Its off-beat projects include securing old ``Star Wars'' computers from the Pentagon to train journalists in South Africa and advising groups on how to publish pocket-sized copies of George Orwell's novel, ``Animal Farm,'' for Cuba.
Supporters say the NED is a cost-effective way to promote democracy oversees. But critics who see the endowment as a cold-war relic and a slush fund nearly succeeded in killing the 10-year-old agency this year.
The agency's survival - guaranteed by House and Senate votes late last week - is a tribute to an usual lobbying campaign that brought together Eastern European leaders, prominent columnists such as George Will, and three former presidents. A similar campaign earlier saved Radio Liberty/Radio Free Europe from extinction.
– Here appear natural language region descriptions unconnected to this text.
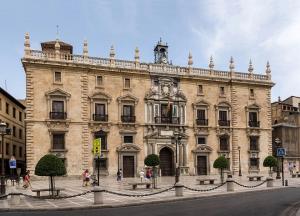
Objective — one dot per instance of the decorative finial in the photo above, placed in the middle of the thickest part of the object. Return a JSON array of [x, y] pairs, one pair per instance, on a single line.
[[112, 52], [250, 68], [231, 65], [27, 44], [190, 61], [211, 63], [85, 48], [137, 55]]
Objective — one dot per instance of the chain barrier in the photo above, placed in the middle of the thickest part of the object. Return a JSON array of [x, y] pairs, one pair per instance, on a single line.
[[139, 195], [252, 186], [204, 190]]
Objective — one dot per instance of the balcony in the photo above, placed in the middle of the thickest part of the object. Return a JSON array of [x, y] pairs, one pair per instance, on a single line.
[[224, 123], [128, 119], [202, 122], [254, 124], [100, 117], [166, 120], [58, 115]]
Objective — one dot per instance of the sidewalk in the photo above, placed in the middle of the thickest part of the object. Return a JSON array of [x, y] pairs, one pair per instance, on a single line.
[[73, 187]]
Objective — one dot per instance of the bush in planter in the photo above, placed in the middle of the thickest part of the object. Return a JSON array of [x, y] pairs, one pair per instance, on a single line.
[[221, 163], [270, 162], [152, 160], [50, 165]]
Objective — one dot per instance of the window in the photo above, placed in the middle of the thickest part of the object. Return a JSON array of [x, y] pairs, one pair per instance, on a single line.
[[200, 89], [99, 80], [7, 108], [7, 149], [201, 140], [57, 77], [127, 83], [14, 112], [253, 143], [20, 151], [20, 133], [14, 131], [224, 144], [58, 141], [128, 139], [14, 150], [20, 116]]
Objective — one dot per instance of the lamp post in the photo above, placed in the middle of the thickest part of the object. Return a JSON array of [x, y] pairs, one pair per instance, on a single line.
[[277, 141], [240, 168], [176, 139], [3, 131]]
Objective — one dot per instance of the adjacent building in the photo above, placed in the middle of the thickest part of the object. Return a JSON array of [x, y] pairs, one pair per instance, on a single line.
[[286, 130], [188, 116], [12, 112]]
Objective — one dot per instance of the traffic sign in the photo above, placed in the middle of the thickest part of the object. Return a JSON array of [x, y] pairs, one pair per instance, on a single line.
[[281, 152], [97, 146]]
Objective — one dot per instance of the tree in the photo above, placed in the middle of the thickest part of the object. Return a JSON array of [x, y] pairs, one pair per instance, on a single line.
[[221, 163], [152, 160], [270, 162], [50, 165]]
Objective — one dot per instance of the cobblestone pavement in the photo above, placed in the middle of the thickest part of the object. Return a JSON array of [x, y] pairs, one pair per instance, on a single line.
[[73, 187]]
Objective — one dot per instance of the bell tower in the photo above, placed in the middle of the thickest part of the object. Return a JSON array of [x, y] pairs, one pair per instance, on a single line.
[[161, 53]]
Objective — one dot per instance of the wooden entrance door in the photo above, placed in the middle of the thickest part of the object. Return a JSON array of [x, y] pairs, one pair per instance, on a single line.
[[201, 165], [128, 166], [166, 162]]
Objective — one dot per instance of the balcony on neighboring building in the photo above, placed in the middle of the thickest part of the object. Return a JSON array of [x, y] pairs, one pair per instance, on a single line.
[[100, 117], [254, 124], [224, 123], [58, 115], [166, 120], [128, 119], [202, 122]]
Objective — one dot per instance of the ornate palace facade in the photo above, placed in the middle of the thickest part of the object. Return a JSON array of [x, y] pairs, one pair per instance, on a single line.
[[139, 108]]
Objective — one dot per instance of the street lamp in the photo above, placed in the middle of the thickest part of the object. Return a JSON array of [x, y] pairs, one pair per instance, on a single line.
[[277, 141], [176, 139], [3, 131], [240, 168]]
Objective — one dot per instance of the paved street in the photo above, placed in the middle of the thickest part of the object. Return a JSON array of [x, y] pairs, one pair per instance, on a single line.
[[265, 203]]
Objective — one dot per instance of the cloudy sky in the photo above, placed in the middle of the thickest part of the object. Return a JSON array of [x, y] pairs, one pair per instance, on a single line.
[[260, 30]]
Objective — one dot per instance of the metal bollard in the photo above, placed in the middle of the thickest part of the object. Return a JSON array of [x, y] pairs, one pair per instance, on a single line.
[[270, 182], [230, 183], [98, 195], [178, 189]]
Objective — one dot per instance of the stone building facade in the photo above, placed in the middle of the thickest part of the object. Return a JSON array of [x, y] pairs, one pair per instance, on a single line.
[[286, 129], [138, 109], [12, 112]]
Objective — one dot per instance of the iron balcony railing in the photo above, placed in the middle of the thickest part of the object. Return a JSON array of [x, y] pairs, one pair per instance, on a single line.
[[58, 115], [100, 117], [166, 120], [202, 122], [129, 119]]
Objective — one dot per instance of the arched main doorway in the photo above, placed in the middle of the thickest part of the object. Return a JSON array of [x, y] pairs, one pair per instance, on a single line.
[[166, 162]]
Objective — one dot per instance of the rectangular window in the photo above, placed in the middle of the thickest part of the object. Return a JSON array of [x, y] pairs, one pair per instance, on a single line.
[[224, 145], [20, 116], [127, 83], [14, 150], [58, 141], [99, 80], [7, 108], [7, 149], [201, 140], [20, 152], [14, 112], [20, 133], [57, 77], [128, 139], [253, 143]]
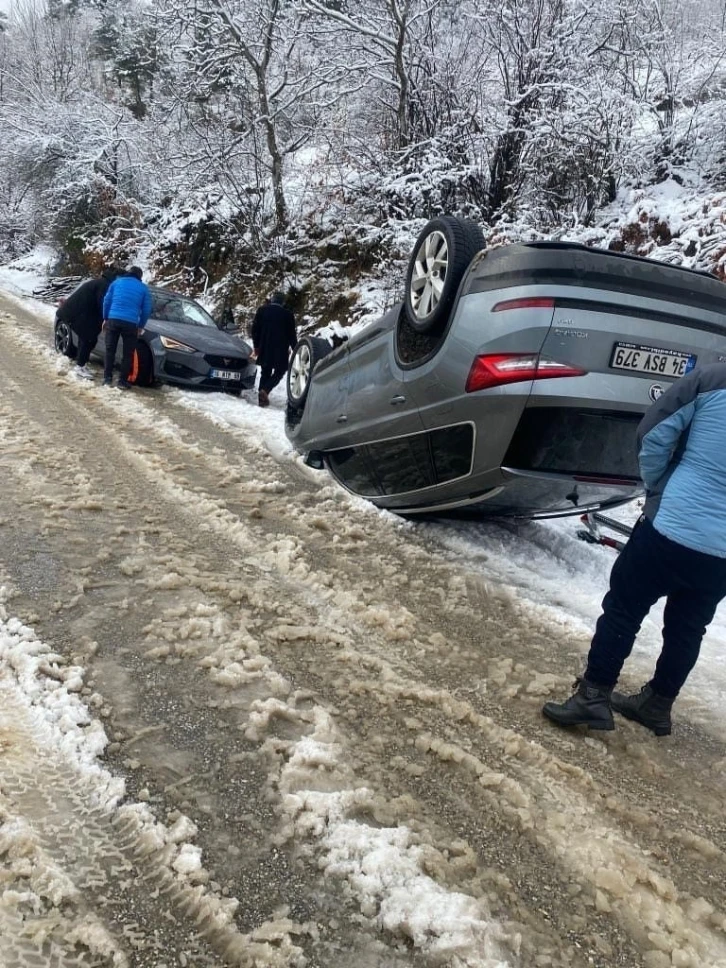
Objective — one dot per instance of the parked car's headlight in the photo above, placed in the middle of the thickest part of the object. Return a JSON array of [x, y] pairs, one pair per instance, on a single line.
[[173, 344]]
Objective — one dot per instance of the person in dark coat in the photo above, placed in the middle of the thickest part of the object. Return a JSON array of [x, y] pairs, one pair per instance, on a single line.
[[83, 311], [273, 336]]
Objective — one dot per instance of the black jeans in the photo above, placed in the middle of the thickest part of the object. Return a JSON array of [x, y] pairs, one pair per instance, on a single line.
[[129, 334], [86, 346], [270, 376], [650, 567]]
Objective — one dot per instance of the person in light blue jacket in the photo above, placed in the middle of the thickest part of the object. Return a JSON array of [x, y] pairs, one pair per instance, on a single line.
[[677, 551], [126, 308]]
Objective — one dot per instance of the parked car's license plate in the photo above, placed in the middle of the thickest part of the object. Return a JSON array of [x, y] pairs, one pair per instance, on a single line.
[[651, 359], [225, 375]]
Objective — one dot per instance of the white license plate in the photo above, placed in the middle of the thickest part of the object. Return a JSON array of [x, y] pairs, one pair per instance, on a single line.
[[651, 359], [225, 375]]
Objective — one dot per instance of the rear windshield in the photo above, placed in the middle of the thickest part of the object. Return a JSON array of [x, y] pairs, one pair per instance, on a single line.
[[176, 309]]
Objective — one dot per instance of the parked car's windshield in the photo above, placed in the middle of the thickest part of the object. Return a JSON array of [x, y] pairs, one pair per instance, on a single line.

The NED was created in 1983 by President Reagan as private organization funded largely by the federal government. The agency uses 70 percent of its funding to pay four US public-policy organizations affiliated with the Republican and Democratic Parties, the AFL-CIO, and the Chamber of Commerce to teach political techniques to democratic groups abroad. During the past 10 years, the NED has distributed 1,500 grants worth $200 million.
Within the larger scope of US foreign assistance, that amount is relatively small. But, says NED president Carl Gershman, ``Sometimes you can find a small and very focused operation that can be a good symbolic target.''
That's what happened to the NED in this year of budget-cutting. Deficit hawks on Capitol Hill attacked the agency because nearly three-quarters of its funds are awarded without competitive bidding. Critics charge that the NED discourages well-planned and cost-effective foreign policy initiatives, and that grantees receive money without having to follow all of the federal government's pricing principles.
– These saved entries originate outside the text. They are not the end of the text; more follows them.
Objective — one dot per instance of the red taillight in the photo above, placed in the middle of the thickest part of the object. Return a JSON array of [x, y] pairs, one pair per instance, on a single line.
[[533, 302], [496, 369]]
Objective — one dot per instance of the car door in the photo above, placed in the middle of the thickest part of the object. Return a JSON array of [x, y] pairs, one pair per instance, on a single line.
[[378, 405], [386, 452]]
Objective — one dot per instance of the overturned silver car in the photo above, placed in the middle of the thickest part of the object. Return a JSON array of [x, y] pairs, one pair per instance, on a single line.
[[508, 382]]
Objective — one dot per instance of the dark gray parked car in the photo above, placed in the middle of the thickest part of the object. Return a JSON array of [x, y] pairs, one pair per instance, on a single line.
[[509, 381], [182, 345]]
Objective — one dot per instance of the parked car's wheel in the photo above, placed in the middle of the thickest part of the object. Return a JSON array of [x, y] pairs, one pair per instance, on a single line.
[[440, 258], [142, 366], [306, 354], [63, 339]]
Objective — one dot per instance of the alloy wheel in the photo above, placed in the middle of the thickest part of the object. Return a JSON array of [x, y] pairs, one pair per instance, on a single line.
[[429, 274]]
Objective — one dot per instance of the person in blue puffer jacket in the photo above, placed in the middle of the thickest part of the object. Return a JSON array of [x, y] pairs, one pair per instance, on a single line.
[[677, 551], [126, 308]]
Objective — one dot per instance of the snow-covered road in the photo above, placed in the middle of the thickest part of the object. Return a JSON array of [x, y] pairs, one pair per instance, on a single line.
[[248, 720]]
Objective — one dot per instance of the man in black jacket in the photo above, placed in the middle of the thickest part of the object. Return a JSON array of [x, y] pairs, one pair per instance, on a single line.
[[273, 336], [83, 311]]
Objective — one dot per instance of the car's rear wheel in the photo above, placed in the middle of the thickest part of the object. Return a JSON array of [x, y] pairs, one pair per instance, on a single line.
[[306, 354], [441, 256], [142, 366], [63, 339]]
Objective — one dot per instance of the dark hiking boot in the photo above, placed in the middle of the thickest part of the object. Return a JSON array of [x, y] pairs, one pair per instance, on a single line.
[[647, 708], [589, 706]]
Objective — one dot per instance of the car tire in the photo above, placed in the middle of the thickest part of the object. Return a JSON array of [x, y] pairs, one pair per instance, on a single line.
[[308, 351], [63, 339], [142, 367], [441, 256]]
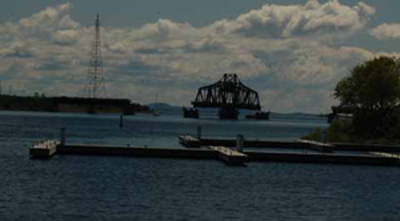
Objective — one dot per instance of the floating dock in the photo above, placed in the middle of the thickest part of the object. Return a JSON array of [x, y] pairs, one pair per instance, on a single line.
[[47, 149], [193, 142], [230, 156], [44, 149]]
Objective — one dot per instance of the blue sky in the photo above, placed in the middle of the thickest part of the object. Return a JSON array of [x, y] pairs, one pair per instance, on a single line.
[[292, 52]]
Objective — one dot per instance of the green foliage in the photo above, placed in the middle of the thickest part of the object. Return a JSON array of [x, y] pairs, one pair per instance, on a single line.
[[339, 131], [372, 91]]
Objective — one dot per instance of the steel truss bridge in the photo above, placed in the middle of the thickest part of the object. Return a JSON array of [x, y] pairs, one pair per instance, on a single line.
[[229, 95]]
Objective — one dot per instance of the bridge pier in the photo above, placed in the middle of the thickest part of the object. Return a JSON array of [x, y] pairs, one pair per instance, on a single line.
[[228, 112]]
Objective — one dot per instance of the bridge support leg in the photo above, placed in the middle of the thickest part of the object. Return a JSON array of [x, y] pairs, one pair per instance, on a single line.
[[228, 112]]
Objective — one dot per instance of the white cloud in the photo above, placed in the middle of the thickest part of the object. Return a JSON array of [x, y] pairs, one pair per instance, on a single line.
[[278, 50], [294, 20], [386, 31]]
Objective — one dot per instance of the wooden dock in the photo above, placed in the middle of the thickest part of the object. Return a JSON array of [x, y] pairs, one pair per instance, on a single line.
[[44, 149], [231, 157], [191, 141]]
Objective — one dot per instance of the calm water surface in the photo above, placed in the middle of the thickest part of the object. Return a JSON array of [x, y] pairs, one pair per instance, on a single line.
[[118, 188]]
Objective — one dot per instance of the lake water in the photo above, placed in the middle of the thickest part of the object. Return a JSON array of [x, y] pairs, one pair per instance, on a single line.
[[123, 188]]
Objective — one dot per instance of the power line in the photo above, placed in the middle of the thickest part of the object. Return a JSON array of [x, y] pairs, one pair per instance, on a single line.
[[96, 87]]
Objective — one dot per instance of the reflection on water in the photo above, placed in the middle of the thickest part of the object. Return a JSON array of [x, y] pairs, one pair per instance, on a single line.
[[118, 188]]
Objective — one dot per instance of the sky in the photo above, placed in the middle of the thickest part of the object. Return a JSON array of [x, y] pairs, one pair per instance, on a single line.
[[292, 52]]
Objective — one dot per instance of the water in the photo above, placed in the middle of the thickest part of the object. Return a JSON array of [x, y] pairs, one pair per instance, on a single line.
[[119, 188]]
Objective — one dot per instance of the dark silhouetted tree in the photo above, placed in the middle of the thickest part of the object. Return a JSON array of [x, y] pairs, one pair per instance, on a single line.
[[372, 91]]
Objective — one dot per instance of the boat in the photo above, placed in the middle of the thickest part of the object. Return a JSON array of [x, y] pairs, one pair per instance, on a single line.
[[259, 115]]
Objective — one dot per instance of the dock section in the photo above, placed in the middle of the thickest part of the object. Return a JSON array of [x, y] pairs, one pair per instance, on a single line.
[[191, 141], [44, 149], [229, 156]]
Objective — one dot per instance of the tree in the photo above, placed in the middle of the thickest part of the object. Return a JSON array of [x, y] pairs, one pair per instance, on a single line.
[[372, 91]]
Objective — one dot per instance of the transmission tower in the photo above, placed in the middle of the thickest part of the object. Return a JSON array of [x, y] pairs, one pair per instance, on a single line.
[[96, 87]]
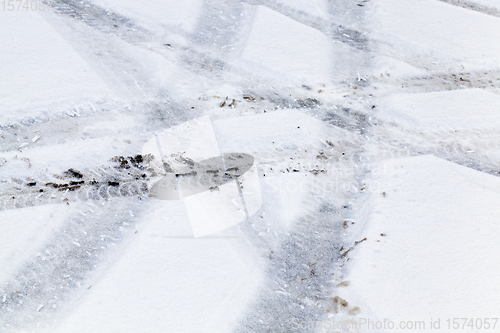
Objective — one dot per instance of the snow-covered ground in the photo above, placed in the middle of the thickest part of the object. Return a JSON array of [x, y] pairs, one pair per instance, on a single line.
[[250, 166]]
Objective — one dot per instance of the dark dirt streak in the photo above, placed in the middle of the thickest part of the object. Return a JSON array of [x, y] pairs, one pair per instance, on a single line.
[[473, 6], [128, 175]]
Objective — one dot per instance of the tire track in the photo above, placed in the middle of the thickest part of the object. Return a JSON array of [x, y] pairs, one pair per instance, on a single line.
[[471, 5]]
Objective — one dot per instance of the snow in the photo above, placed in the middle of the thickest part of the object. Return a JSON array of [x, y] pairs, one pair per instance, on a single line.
[[159, 14], [437, 255], [19, 241], [42, 68], [168, 281], [282, 45], [455, 109], [438, 28], [318, 93]]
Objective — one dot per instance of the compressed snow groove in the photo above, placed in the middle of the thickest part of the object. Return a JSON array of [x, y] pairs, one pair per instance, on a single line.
[[337, 32], [63, 263], [438, 81]]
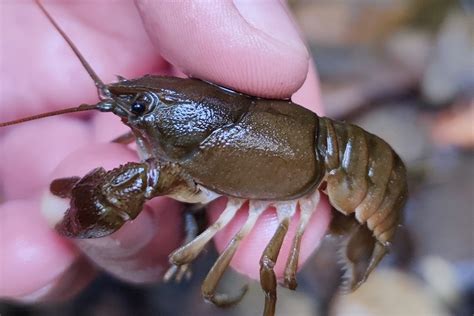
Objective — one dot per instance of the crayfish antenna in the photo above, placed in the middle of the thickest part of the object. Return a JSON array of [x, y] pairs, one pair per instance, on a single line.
[[104, 92], [80, 108]]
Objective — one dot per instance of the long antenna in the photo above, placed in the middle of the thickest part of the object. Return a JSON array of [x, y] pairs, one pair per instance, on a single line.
[[103, 90], [80, 108]]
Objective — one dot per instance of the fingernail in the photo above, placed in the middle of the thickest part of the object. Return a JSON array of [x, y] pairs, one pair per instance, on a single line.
[[53, 208]]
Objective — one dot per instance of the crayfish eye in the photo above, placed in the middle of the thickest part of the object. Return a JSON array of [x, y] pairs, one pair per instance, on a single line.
[[143, 103], [138, 108]]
``That is why the NED was set up: to avoid competition for funds,'' says Sen. Hank Brown (R) of Colorado. ``To talk about this as a debate of democracy is absurd. This is special treatment for the big boys.''
OPPONENTS also argue that the NED duplicates a number of services already provided by other government organizations, such as the US Information Agency and the Agency for International Development - but without the accountability of those agencies.
``If we are going to make fools of ourselves around the world ... with our involvement in the internal political affairs of foreign nations, let our State Department and our president make that mistake, but not a private entity funded by the money of the taxpayers,'' says Rep. Paul Kanjorski (D) of Pennsylvania, a leading critic of the NED.
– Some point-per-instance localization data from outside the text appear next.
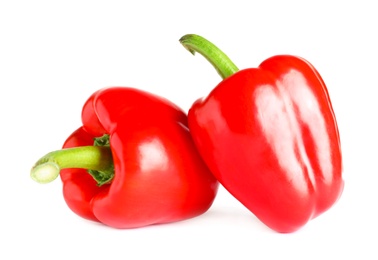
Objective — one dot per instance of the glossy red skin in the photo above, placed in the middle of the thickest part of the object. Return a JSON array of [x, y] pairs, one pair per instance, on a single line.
[[159, 175], [270, 136]]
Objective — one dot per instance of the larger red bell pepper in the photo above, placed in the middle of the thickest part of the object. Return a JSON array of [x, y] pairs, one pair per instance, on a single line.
[[144, 167], [269, 135]]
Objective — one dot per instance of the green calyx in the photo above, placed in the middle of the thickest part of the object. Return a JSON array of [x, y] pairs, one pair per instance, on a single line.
[[97, 159], [220, 61], [102, 176]]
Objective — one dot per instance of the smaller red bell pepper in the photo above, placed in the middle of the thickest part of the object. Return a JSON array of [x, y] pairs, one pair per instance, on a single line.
[[143, 166], [269, 135]]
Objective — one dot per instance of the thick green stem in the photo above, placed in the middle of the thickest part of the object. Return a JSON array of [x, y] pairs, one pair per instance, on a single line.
[[94, 158], [195, 43]]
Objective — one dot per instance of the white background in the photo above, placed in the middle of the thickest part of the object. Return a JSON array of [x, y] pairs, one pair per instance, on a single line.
[[54, 54]]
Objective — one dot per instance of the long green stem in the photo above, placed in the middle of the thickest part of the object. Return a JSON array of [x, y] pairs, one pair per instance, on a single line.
[[95, 158], [220, 61]]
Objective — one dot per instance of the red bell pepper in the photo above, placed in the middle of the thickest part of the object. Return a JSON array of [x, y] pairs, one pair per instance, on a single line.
[[144, 167], [269, 135]]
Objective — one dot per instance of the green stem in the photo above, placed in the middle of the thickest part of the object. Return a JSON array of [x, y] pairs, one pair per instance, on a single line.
[[195, 43], [98, 159]]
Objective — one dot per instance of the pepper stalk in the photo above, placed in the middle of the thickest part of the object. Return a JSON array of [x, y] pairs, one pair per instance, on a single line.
[[96, 159], [220, 61]]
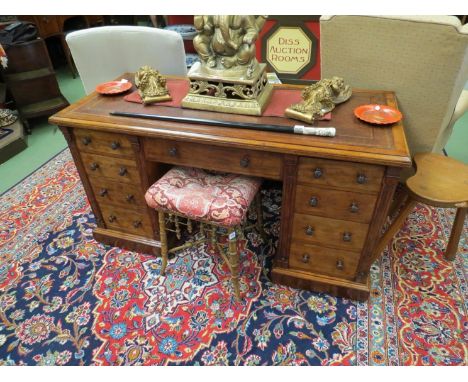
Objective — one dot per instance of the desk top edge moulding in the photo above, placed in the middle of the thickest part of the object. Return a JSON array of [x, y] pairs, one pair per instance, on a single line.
[[228, 77]]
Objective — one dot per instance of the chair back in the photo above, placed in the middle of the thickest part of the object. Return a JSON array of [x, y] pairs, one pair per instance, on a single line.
[[424, 59], [101, 54]]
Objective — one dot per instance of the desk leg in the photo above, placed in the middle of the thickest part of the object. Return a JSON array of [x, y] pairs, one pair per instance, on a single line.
[[287, 210]]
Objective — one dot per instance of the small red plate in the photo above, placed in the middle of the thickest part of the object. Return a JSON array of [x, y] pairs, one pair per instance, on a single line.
[[378, 114], [113, 87]]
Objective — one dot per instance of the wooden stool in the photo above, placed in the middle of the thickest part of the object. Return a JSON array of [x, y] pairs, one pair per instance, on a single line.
[[440, 182], [215, 201]]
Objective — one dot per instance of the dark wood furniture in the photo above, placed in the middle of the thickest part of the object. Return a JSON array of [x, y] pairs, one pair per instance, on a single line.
[[58, 26], [336, 191], [31, 80], [440, 182]]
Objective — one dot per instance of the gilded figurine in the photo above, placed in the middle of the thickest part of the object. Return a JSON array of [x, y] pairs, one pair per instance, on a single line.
[[151, 85], [228, 77], [319, 99]]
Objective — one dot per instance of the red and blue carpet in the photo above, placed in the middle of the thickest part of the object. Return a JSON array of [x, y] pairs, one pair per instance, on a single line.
[[67, 300]]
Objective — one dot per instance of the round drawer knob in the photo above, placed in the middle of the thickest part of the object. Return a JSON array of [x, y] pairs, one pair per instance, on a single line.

On the other side of the issue, President Clinton has called the NED ``one of our most important and effective instruments form supporting democracy abroad.'' Mr. Gershman argues that his agency plays a unique role on such issues as human-rights.
``The endowment was breaking new ground in the 1980s by being active in Poland [with Solidarity] before the communist regimes fell. We are increasingly active in areas where new challenges face the endowment, particularly the Middle East,'' he says.
Gershman denies the suggestion of some critics that, while the NED may be a great idea, it should not receive federal funds in a time of belt-tightening.
``We're a grantmaking institution, and you're not going to raise private money to make grants,'' he says. ``I think that we serve a very important public purpose, and if such a public purpose is being served, it's appropriate to receive public funding.''
Congress eventually agreed. At first, the House, led by budget-cutting freshmen, voted to delete all funding for the NED. But the Senate approved $35 million for the program.
And last week House and Senate negotiators settled on the $35 million figure, which was then approved by both houses. Although it's considerably less than what Clinton wanted (he proposed a $50 million budget), it is more than the NED's 1992-93 budget ($27.5 million).